La surpêche est considérée comme un facteur central de prolifération de l'animal, qui "occupe aujourd'hui la place de nombreuses autres espèces", selon Ricardo Aguilar, directeur de recherche au sein de l'ONG Oceana.
Si la méduse est une prédatrice, elle est elle-même la proie d’autres prédateurs, comme la tortue marine, le requin ou le thon. Malheureusement, l’homme pêche de manière intensive thons et tortues.

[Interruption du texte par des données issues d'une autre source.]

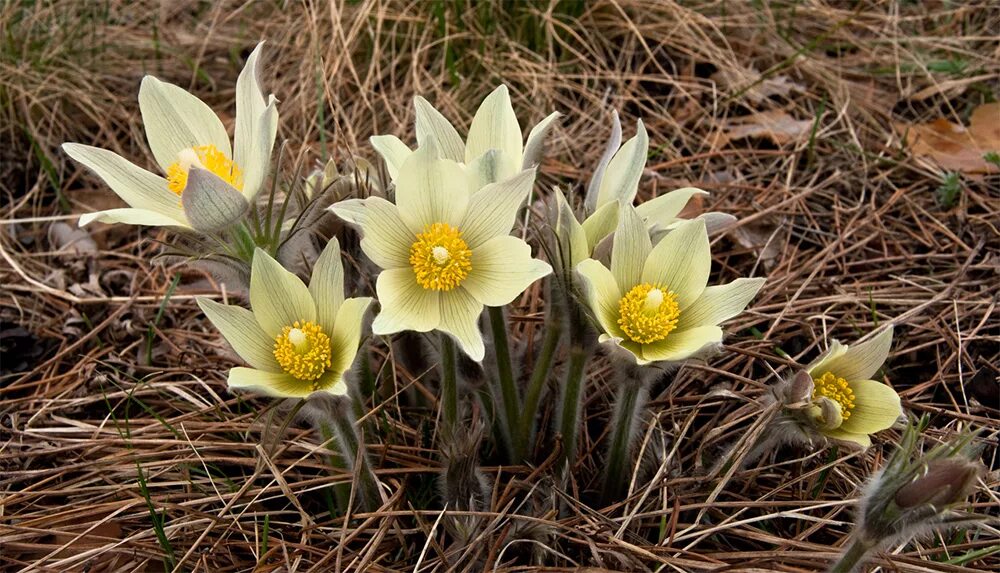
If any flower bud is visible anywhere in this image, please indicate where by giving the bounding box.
[785,370,814,404]
[182,167,249,232]
[894,458,982,509]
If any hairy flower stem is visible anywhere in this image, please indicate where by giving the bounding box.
[557,303,592,473]
[488,306,520,461]
[439,333,459,434]
[829,538,874,573]
[516,290,563,461]
[601,368,647,504]
[329,401,381,512]
[318,422,352,513]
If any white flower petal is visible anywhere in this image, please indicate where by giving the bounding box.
[465,85,522,182]
[553,189,588,267]
[820,428,871,449]
[329,296,373,374]
[522,111,561,170]
[234,42,277,200]
[249,248,317,337]
[678,277,765,330]
[138,75,231,172]
[635,187,707,228]
[641,218,710,310]
[575,258,623,339]
[840,379,902,435]
[806,340,848,377]
[438,287,485,361]
[585,110,622,213]
[460,168,536,248]
[309,238,346,332]
[610,204,651,291]
[414,95,465,162]
[595,119,648,208]
[79,208,187,228]
[466,149,502,193]
[395,143,469,232]
[197,298,280,372]
[238,99,278,200]
[581,200,619,250]
[641,325,722,363]
[371,267,440,334]
[62,143,185,221]
[328,197,367,226]
[462,235,551,306]
[370,135,412,180]
[227,367,315,398]
[351,197,414,269]
[821,326,894,382]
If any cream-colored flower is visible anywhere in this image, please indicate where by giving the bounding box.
[63,43,278,230]
[330,142,551,361]
[803,327,901,448]
[576,205,764,365]
[197,241,371,398]
[371,85,559,188]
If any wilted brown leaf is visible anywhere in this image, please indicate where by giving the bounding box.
[895,103,1000,174]
[719,111,814,146]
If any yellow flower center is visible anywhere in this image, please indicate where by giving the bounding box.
[617,283,680,344]
[409,222,472,291]
[166,144,244,196]
[272,320,332,384]
[812,371,856,419]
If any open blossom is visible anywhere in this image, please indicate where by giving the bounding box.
[576,204,763,365]
[330,141,551,361]
[371,84,559,188]
[197,240,371,398]
[799,327,902,448]
[62,43,278,231]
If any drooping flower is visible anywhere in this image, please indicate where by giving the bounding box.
[799,326,902,448]
[63,42,278,231]
[575,204,764,365]
[371,85,559,188]
[197,241,371,398]
[330,142,552,361]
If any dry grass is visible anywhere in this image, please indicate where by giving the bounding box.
[2,1,998,571]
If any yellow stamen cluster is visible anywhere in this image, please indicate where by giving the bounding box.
[273,320,332,383]
[166,144,244,196]
[409,222,472,291]
[813,371,856,419]
[617,283,680,344]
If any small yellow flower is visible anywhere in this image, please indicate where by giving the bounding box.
[197,241,372,398]
[330,141,551,361]
[370,85,560,190]
[575,205,764,365]
[803,327,902,448]
[63,42,278,230]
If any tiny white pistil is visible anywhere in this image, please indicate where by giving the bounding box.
[643,288,664,313]
[177,148,203,172]
[288,328,308,352]
[432,246,450,265]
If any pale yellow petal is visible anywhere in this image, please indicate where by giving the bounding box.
[641,218,710,310]
[227,367,315,398]
[595,119,648,207]
[634,187,707,228]
[414,95,465,162]
[198,298,280,372]
[677,278,765,329]
[584,110,622,212]
[610,204,651,290]
[249,248,317,337]
[370,135,412,180]
[553,189,588,267]
[581,200,619,250]
[820,428,871,448]
[640,325,722,363]
[328,198,367,226]
[329,297,373,374]
[79,208,187,228]
[371,268,440,335]
[840,379,902,435]
[460,169,536,248]
[351,197,415,269]
[461,235,551,307]
[575,258,624,339]
[438,287,485,361]
[820,327,894,382]
[308,238,346,333]
[465,85,522,181]
[138,75,231,172]
[522,111,560,170]
[806,340,849,378]
[395,143,468,232]
[234,42,278,199]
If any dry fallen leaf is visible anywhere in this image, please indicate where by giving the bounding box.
[895,103,1000,174]
[719,111,814,146]
[732,216,788,271]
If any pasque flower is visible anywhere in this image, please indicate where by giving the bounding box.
[371,84,559,187]
[197,240,371,397]
[576,204,763,365]
[330,141,551,361]
[63,42,278,231]
[799,326,902,448]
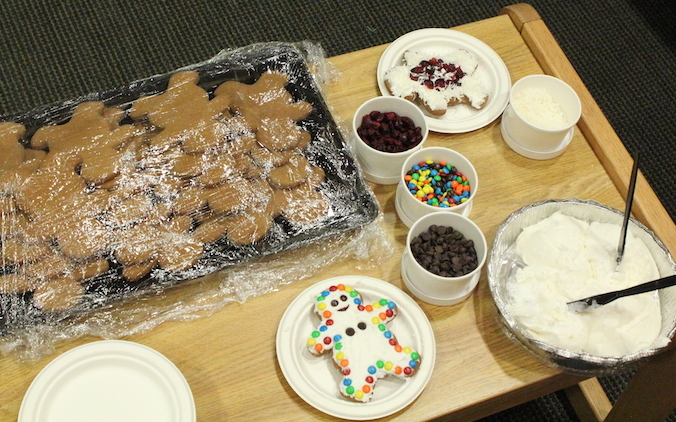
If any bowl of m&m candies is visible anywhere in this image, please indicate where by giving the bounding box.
[395,147,478,227]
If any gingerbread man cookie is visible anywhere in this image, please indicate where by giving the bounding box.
[14,152,112,259]
[214,71,312,131]
[307,284,421,402]
[0,122,27,170]
[0,123,47,198]
[30,101,137,185]
[384,49,488,116]
[129,71,234,153]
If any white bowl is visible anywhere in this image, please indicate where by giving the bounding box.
[401,212,487,306]
[501,75,580,158]
[395,147,478,227]
[488,198,676,375]
[352,96,428,184]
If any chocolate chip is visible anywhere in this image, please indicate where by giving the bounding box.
[409,224,478,277]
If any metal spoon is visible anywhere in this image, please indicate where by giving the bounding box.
[567,274,676,312]
[616,153,639,264]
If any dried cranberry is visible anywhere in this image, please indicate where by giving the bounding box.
[409,58,465,91]
[357,110,423,153]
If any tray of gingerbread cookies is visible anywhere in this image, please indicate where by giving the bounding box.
[0,42,379,334]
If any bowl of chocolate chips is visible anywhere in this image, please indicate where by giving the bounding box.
[352,96,428,184]
[400,212,487,306]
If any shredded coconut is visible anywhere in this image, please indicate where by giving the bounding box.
[512,87,567,129]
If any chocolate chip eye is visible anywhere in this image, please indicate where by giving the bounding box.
[331,300,339,307]
[340,295,347,302]
[357,322,366,330]
[346,327,355,336]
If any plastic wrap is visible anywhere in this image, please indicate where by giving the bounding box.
[488,198,676,376]
[0,42,391,360]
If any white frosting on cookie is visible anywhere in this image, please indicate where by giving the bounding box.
[384,49,488,114]
[307,284,421,402]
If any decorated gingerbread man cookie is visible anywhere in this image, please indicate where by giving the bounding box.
[384,49,489,116]
[307,283,421,402]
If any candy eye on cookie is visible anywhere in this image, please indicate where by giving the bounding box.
[330,293,350,311]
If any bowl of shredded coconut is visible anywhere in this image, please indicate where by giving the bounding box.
[488,198,676,375]
[500,75,581,160]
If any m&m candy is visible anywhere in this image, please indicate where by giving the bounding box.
[404,160,470,207]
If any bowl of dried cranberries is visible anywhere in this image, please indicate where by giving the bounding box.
[352,96,428,185]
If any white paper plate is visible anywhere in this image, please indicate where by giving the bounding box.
[19,340,195,422]
[377,28,511,133]
[276,275,436,420]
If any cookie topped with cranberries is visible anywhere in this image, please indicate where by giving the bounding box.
[384,49,489,116]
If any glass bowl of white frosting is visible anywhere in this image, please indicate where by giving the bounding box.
[488,198,676,375]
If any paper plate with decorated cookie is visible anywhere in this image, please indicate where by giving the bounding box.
[377,28,511,133]
[276,275,436,420]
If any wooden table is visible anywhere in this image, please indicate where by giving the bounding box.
[2,4,676,422]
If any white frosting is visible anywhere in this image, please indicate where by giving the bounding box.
[506,211,665,357]
[307,284,421,402]
[384,49,488,113]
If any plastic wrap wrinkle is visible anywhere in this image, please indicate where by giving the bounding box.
[0,41,388,361]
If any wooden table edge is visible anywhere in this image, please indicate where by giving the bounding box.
[500,4,676,422]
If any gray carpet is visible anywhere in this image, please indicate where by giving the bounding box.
[1,1,675,420]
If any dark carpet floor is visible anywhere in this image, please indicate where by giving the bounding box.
[1,1,675,420]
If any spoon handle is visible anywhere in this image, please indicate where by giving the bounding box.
[568,274,676,312]
[597,274,676,305]
[617,153,640,263]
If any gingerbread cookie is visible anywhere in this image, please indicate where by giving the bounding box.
[13,152,112,259]
[32,274,84,312]
[23,251,73,280]
[0,123,47,197]
[121,259,157,282]
[307,284,421,402]
[31,101,137,184]
[267,154,311,189]
[271,166,328,226]
[72,257,110,281]
[0,273,44,294]
[1,237,51,265]
[171,184,209,216]
[113,214,202,273]
[0,122,27,170]
[214,71,312,131]
[129,71,234,153]
[384,49,489,116]
[222,207,273,245]
[256,117,311,152]
[191,214,230,244]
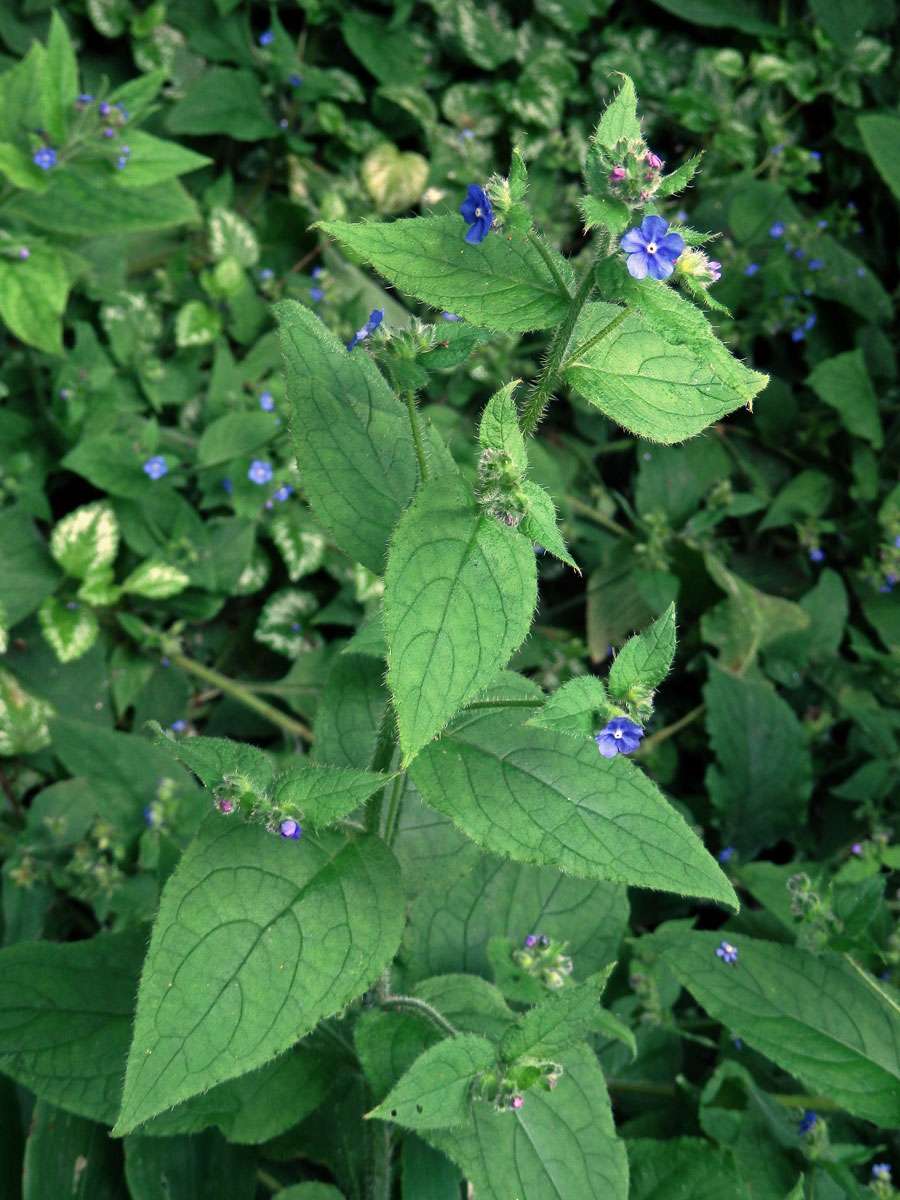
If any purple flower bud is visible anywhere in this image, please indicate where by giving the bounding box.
[609,166,626,182]
[646,151,664,169]
[33,147,57,171]
[511,1096,524,1110]
[279,818,302,840]
[852,842,863,855]
[99,101,111,115]
[248,460,273,485]
[103,127,115,138]
[259,391,275,411]
[524,935,538,948]
[218,798,234,814]
[18,247,29,259]
[707,260,722,282]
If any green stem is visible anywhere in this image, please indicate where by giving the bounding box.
[638,704,706,755]
[769,1093,843,1111]
[369,1123,394,1200]
[404,390,431,483]
[381,995,460,1038]
[382,773,404,847]
[166,650,314,741]
[366,706,398,835]
[519,256,599,438]
[561,305,630,370]
[526,229,572,301]
[568,496,631,539]
[464,698,544,710]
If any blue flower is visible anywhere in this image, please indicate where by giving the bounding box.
[769,221,785,237]
[312,265,324,279]
[808,258,824,270]
[279,818,302,840]
[793,248,806,258]
[289,74,303,86]
[259,268,274,281]
[595,717,644,757]
[856,267,866,277]
[817,219,828,229]
[718,846,734,863]
[143,455,168,479]
[810,151,821,160]
[810,547,825,562]
[872,1164,892,1182]
[259,391,275,411]
[791,328,806,342]
[259,30,275,45]
[745,262,760,276]
[99,101,111,116]
[171,720,187,732]
[248,460,273,485]
[77,93,94,104]
[222,477,232,494]
[620,216,684,280]
[716,940,738,965]
[895,536,900,550]
[309,286,325,302]
[442,311,461,321]
[459,129,475,141]
[798,1110,817,1134]
[273,484,293,502]
[347,307,385,350]
[33,147,57,171]
[524,934,538,948]
[460,184,493,244]
[804,314,817,331]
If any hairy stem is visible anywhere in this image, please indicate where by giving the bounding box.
[561,305,630,369]
[381,995,460,1038]
[568,496,631,539]
[526,229,573,301]
[167,650,313,741]
[404,390,431,483]
[369,1123,394,1200]
[382,773,405,847]
[366,706,399,834]
[519,255,599,438]
[638,704,706,755]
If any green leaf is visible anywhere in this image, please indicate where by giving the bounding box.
[150,725,275,796]
[402,1135,462,1200]
[564,299,767,444]
[626,1136,752,1200]
[123,1128,257,1200]
[409,700,737,906]
[414,976,515,1041]
[704,666,812,852]
[385,474,537,763]
[8,168,199,235]
[0,665,55,755]
[362,143,429,214]
[255,588,319,657]
[275,300,451,574]
[646,928,900,1126]
[857,113,900,203]
[196,412,276,467]
[175,300,222,347]
[270,511,327,582]
[646,0,777,33]
[22,1102,125,1200]
[120,560,191,599]
[526,676,608,736]
[500,972,628,1062]
[0,507,60,626]
[166,69,278,141]
[0,928,146,1125]
[277,1187,347,1200]
[608,602,676,700]
[590,73,643,154]
[319,216,573,333]
[701,554,809,672]
[38,597,100,664]
[112,130,212,189]
[114,819,404,1133]
[478,381,527,475]
[50,501,119,579]
[807,349,882,448]
[425,1045,628,1200]
[355,1010,442,1101]
[519,481,578,569]
[369,1034,496,1130]
[43,11,79,142]
[579,194,631,235]
[270,764,390,829]
[311,654,389,770]
[0,245,71,355]
[655,153,703,198]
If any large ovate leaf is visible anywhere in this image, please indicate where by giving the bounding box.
[369,1034,496,1129]
[425,1045,628,1200]
[626,1136,752,1200]
[646,928,900,1126]
[384,474,537,764]
[275,300,451,574]
[319,216,573,332]
[410,699,736,907]
[114,818,404,1134]
[857,113,900,204]
[123,1128,257,1200]
[564,299,767,443]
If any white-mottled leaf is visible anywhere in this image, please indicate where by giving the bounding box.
[255,589,321,658]
[208,206,259,268]
[121,560,191,599]
[0,666,55,755]
[38,597,100,664]
[49,501,119,580]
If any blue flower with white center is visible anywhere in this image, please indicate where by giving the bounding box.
[279,818,302,840]
[872,1164,891,1182]
[595,717,644,758]
[171,720,187,732]
[460,184,493,245]
[248,460,273,485]
[347,307,385,350]
[259,391,275,411]
[716,940,738,964]
[33,147,57,171]
[259,268,274,281]
[272,485,293,502]
[259,30,274,45]
[309,286,325,302]
[620,216,684,280]
[143,455,168,479]
[810,547,825,562]
[798,1110,817,1134]
[770,221,785,237]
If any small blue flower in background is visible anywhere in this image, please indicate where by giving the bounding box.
[171,720,187,732]
[143,805,156,827]
[792,248,806,258]
[272,485,293,502]
[460,184,493,244]
[259,268,274,281]
[459,129,475,141]
[33,147,57,171]
[248,460,273,485]
[810,151,821,160]
[804,315,817,331]
[716,940,738,965]
[442,312,461,321]
[595,717,644,757]
[620,215,684,280]
[798,1110,817,1134]
[18,247,29,259]
[894,535,900,549]
[791,327,806,342]
[222,477,232,494]
[808,258,824,270]
[347,307,384,350]
[745,263,760,276]
[259,391,275,411]
[718,846,734,863]
[289,74,303,86]
[143,455,168,479]
[817,219,828,229]
[160,656,170,667]
[538,934,550,947]
[856,267,866,277]
[309,286,325,302]
[769,221,785,237]
[279,818,302,840]
[259,29,275,45]
[872,1164,892,1182]
[810,547,825,562]
[312,265,324,279]
[77,93,94,104]
[99,101,111,116]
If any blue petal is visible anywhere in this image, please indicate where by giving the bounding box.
[620,228,647,253]
[646,254,675,280]
[625,252,650,279]
[657,232,684,257]
[641,214,669,241]
[596,736,619,758]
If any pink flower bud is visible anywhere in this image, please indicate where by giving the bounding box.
[511,1096,524,1110]
[646,152,664,169]
[609,166,626,182]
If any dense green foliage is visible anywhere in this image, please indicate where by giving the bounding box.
[0,1,899,1197]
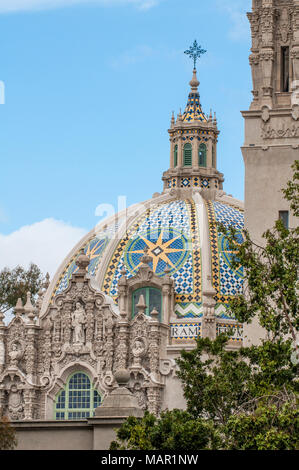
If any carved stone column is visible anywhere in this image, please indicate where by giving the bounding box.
[52,307,62,358]
[249,53,260,106]
[24,293,38,384]
[63,300,72,345]
[0,312,5,375]
[147,386,161,416]
[118,267,128,316]
[201,276,217,340]
[260,50,275,106]
[103,306,114,372]
[42,322,52,375]
[24,388,36,421]
[115,317,129,371]
[25,329,37,383]
[85,300,95,347]
[162,266,174,324]
[291,47,299,99]
[0,389,5,416]
[148,308,160,377]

Faute de prédateurs, les populations de méduses ne sont plus régulées et, en surnombre, elles déciment les œufs et les larves de leurs principaux prédateurs. "Les méduses sont en compétition avec le poisson pour le plancton mais aussi des prédateurs directs de ce dernier", explique Andrew Brierley, de l'université de St Andrews, en Ecosse. "Il est par conséquent difficile de voir comment les poissons peuvent reprendre leur place lorsque les méduses se sont installées".

 

Le réchauffement climatique est également considéré comme un facteur-clé : des températures de l'eau plus élevées allongent la période de reproduction de ces invertébrés. Gabriel Gorsky, biologiste marin à l'Observatoire océanographique de Villefranche-sur-Mer, parle de périodes à méduses. "Un déficit prolongé de pluviométrie associé à une hausse des températures de l'eau et de l'air ainsi que des hautes pressions atmosphériques sont des facteurs favorables à la pullulation".